McLennan County Landlord-Tenant Law

Texas landlord guide — county ordinances, courthouse info & local rules

📍 County Seat: Waco
👥 Pop. ~272,000
⚖️ 6 JP Courts • 5 Precincts
🎓 Baylor University — I-35 Central Texas Corridor

McLennan County Rental Market Overview

McLennan County occupies a pivotal position at the geographic center of Texas, sitting astride Interstate 35 halfway between Dallas–Fort Worth and Austin. Its county seat and dominant city, Waco, has undergone a remarkable transformation over the past decade — from a city best known for historical tragedy and an industrial heritage to one of the most talked-about mid-sized cities in America, driven in part by the Magnolia Market at the Silos phenomenon, a sustained downtown revitalization, and the continued growth of Baylor University. With a county population approaching 272,000 and Waco itself home to roughly 150,000 residents, McLennan County is the heart of the Waco Metropolitan Statistical Area, which also encompasses Falls and Bosque counties.

The Waco rental market is moderately priced and growing. Average one-bedroom apartment rents run approximately $1,030–$1,074/month citywide, with the Baylor University neighborhood and Downtown Waco commanding $1,049–$1,237/month for one-bedrooms, and more affordable neighborhoods like Cedar Ridge and Austin Avenue dipping below $900. McLennan County operates 6 JP courts across 5 precincts: Precinct 1 carries two courts (Place 1 and Place 2) due to Waco’s population density, while Precincts 2, 3, 4, and 5 each have a single court.
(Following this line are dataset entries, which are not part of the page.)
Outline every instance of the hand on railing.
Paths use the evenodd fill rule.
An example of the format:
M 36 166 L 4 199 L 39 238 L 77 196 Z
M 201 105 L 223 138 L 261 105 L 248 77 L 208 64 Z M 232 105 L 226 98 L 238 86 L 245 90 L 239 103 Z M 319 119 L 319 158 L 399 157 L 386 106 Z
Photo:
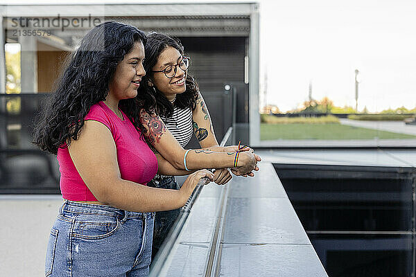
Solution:
M 259 170 L 257 162 L 261 161 L 261 158 L 252 151 L 241 152 L 236 167 L 231 168 L 231 171 L 236 176 L 254 176 L 254 171 Z
M 214 181 L 219 186 L 228 183 L 232 178 L 228 168 L 218 169 L 214 172 Z
M 196 186 L 205 185 L 211 181 L 214 181 L 214 173 L 206 169 L 198 170 L 189 175 L 179 190 L 183 197 L 184 205 Z

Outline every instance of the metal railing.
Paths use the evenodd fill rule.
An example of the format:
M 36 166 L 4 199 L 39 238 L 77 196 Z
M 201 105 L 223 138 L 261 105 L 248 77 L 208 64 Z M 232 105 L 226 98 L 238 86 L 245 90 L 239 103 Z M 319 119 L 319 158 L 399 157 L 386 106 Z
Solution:
M 232 136 L 231 136 L 232 133 L 232 127 L 230 127 L 228 129 L 228 130 L 227 131 L 227 132 L 225 133 L 224 138 L 221 141 L 221 143 L 220 143 L 220 146 L 225 146 L 226 144 L 227 144 L 227 142 L 229 142 L 230 141 L 230 139 L 232 138 Z M 170 260 L 172 258 L 172 256 L 171 256 L 172 250 L 173 250 L 173 247 L 175 247 L 175 245 L 177 242 L 177 239 L 180 235 L 181 231 L 184 229 L 184 226 L 187 223 L 187 220 L 188 220 L 188 218 L 189 216 L 189 213 L 191 213 L 191 208 L 193 206 L 193 204 L 195 204 L 195 202 L 197 201 L 198 197 L 200 196 L 201 192 L 202 191 L 202 189 L 204 188 L 203 184 L 205 184 L 207 180 L 207 178 L 203 178 L 202 179 L 201 179 L 201 181 L 200 181 L 200 183 L 198 183 L 198 186 L 196 187 L 196 188 L 195 189 L 195 190 L 191 195 L 191 197 L 189 197 L 189 199 L 188 199 L 188 202 L 187 202 L 185 206 L 184 206 L 184 207 L 182 207 L 179 215 L 177 216 L 177 218 L 175 221 L 173 225 L 172 226 L 172 228 L 171 229 L 171 231 L 168 233 L 168 235 L 166 236 L 166 239 L 165 240 L 165 241 L 164 242 L 164 243 L 159 248 L 159 251 L 157 252 L 157 254 L 156 255 L 153 261 L 152 262 L 152 265 L 150 267 L 150 277 L 159 276 L 160 273 L 161 273 L 162 270 L 163 269 L 164 267 L 166 265 L 168 265 L 170 263 L 169 262 Z M 225 187 L 227 187 L 227 186 L 225 186 Z M 225 189 L 225 190 L 227 190 Z M 225 194 L 223 193 L 223 195 L 221 195 L 221 200 L 220 200 L 221 208 L 219 209 L 220 214 L 223 214 L 223 213 L 225 211 L 225 208 L 223 208 L 223 207 L 225 207 L 225 206 L 224 206 L 224 204 L 225 204 L 224 197 L 225 197 Z M 225 197 L 225 199 L 226 199 L 226 197 Z M 217 222 L 217 224 L 216 224 L 216 229 L 215 229 L 216 231 L 214 232 L 214 238 L 212 238 L 212 240 L 211 241 L 210 258 L 208 259 L 208 262 L 206 265 L 205 268 L 207 269 L 206 271 L 211 272 L 211 269 L 208 269 L 209 268 L 212 269 L 213 265 L 214 265 L 214 263 L 213 262 L 214 258 L 215 256 L 214 254 L 216 253 L 216 249 L 218 249 L 217 241 L 218 241 L 218 235 L 220 234 L 220 233 L 216 231 L 216 230 L 217 230 L 216 226 L 220 226 L 220 222 Z M 212 257 L 211 257 L 211 256 L 212 256 Z

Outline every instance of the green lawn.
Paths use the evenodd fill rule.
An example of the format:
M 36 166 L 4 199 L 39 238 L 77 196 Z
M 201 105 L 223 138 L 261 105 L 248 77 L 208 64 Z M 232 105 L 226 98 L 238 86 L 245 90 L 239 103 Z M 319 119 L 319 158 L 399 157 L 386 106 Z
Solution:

Precincts 3 and 4 serve rural communities (West and McGregor), while Precincts 2 and 5 serve additional Waco-area populations.

📊 Quick Stats

County Seat Waco
Population ~272,000 (2025 est.)
Key Communities Waco, Woodway, Hewitt, Bellmead, McGregor, West, Hillsboro, Lorena, Lacy-Lakeview, Beverly Hills
Court System 6 JP Courts in 5 precincts (Pct. 1 has Pl. 1 & Pl. 2; Pcts. 2, 3, 4, 5 single judge); County Courts at Law (appeals)
Avg. Rent (1BR) ~$1,030–$1,074/mo (Waco); $1,049+ near Baylor
Market Character University & tourism-influenced; revitalized mid-sized city; I-35 corridor growth
Rent Control None
Just-Cause Eviction Not required

⚡ Eviction At-a-Glance

Nonpayment Notice 3-Day Notice to Vacate
Lease Violation 3-Day Notice to Vacate
Month-to-Month Term. 1-Month Written Notice
Filing Fee ~$100–$150 (confirm with clerk)
Wrong Precinct? Court must dismiss — verify before filing
Eviction Timeline 3–6 weeks typical
Security Deposit Return 30 days after surrender
Statute Tex. Prop. Code §§ 92.001 et seq.; 24.001–24.011

McLennan County Ordinances & Local Rules

Topic Rule / Notes
Rental Licensing No county-level rental license required. Texas has no statewide landlord licensing statute. The City of Waco does not require general residential rental registration for standard long-term leases. Landlords operating short-term rentals (STRs) near Baylor University or Magnolia Market should verify current City of Waco STR ordinance requirements with the City of Waco Planning Department, as the tourism-driven STR market in Waco has drawn increased regulatory attention. Verify with individual community development departments for properties outside city limits.
Rent Control None. Texas law preempts local rent control statewide. No McLennan County municipality may enact rent stabilization. Landlords may raise rents freely at lease renewal with proper notice.
Security Deposit No statutory cap on amount. Must be returned with written itemized accounting within 30 days after tenant surrenders premises (Tex. Prop. Code § 92.103). Normal wear and tear is not deductible. Bad-faith retention: $100 + 3x wrongfully withheld amount + attorney’s fees (§ 92.109). Bad faith is presumed by law after 30 days without return or accounting.
Eviction Filing — Which JP Court? McLennan County has 6 JP courts across 5 precincts. Precinct 1 has two courts (Place 1 and Place 2) due to Waco’s population. Precincts 2 and 5 also serve the Waco area. Precinct 3 serves the West, TX area and Precinct 4 serves the McGregor area. An eviction must be filed in the precinct where the rental property is located. Filing in the wrong precinct requires mandatory dismissal. Confirm your precinct at mclennan.gov before filing.
JP Court Locations by Precinct Precinct 1, Place 1 (Waco) • 501 Washington Avenue, Suite 104-D, Waco, TX 76701 • (254) 757-5040
Precinct 1, Place 2 (Waco) • 501 Washington Avenue area, Waco, TX 76701 • (254) 757-5128 • Mon–Fri 8:00 AM–4:00 PM
Precinct 2 (East / South Waco) • 929 Elm Avenue, Waco, TX 76704 • (254) 752-9353 • Note: As of January 1, 2026, all Precinct 2 eviction hearings are conducted via hybrid (in-person & remote via YouTube)
Precinct 3 (West, TX area / rural north-central McLennan) • 201 N. Reagan, West, TX 76691 • P.O. Box 495, West, TX 76691 • (254) 826-3341
Precinct 4 (McGregor area / southwest McLennan) • 415 N. Johnson, McGregor, TX 76657 • (254) 759-7558
Precinct 5 (South/Southeast Waco area; Judge Miramontez) • 1800 Richter Avenue, Waco, TX 76711 • (254) 752-4242

Verify all current information at mclennan.gov/267/Justices-of-the-Peace.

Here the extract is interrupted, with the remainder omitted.